Crypto Exchange Binance Allows Traders to Hold Assets at Independent Banks
Crypto exchange Binance has reportedly started allowing its larger traders to hold their assets at independent banks, including Switzerland’s Sygnum Bank and FlowBank. This move comes after concerns about the risks of crypto exchange custody following FTX’s collapse in 2022 and Binance’s $4.3 billion settlement with U.S. authorities in November.
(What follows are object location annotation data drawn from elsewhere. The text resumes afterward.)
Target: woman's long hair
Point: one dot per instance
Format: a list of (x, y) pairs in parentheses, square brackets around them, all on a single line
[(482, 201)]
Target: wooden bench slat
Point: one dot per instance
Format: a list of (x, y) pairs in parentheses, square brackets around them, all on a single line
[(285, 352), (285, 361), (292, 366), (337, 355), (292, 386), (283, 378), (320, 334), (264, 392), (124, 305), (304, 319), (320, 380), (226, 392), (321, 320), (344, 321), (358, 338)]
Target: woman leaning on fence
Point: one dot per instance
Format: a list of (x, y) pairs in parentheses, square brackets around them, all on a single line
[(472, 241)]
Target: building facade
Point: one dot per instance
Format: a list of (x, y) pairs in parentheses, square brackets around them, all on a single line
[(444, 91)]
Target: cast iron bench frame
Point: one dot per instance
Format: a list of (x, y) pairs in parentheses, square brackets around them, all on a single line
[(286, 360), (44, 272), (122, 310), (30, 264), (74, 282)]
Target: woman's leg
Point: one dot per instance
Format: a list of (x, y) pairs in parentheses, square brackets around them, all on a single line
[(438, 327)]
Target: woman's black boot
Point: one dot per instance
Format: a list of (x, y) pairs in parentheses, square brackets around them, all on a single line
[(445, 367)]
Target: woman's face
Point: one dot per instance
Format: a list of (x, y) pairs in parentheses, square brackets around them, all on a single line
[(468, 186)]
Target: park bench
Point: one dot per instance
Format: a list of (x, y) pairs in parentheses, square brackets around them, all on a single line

Binance’s Legal and Regulatory Issues Impact Market Share
Binance faced a challenging year in 2023, with legal and regulatory issues, including the settlement with U.S. authorities and a lawsuit from the SEC. As a result, its market share among non-USD exchanges dropped from over 70% to a low of 44%. However, data from Kaiko suggests that Binance’s market share has since rebounded to around 50%, attributed to zero-fee promotions and spot bitcoin ETF hype.
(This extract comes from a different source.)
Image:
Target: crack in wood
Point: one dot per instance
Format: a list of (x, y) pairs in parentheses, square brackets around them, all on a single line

Hot Take: Binance Prioritizes Security with Bank Custody Option
Binance’s decision to allow traders to hold assets at independent banks reflects its commitment to addressing security concerns. By partnering with established banks like Sygnum Bank and FlowBank, Binance aims to provide its users with a safer alternative for storing their crypto assets. This move also demonstrates Binance’s efforts to regain trust and rebuild its reputation after a challenging year filled with legal battles and regulatory issues.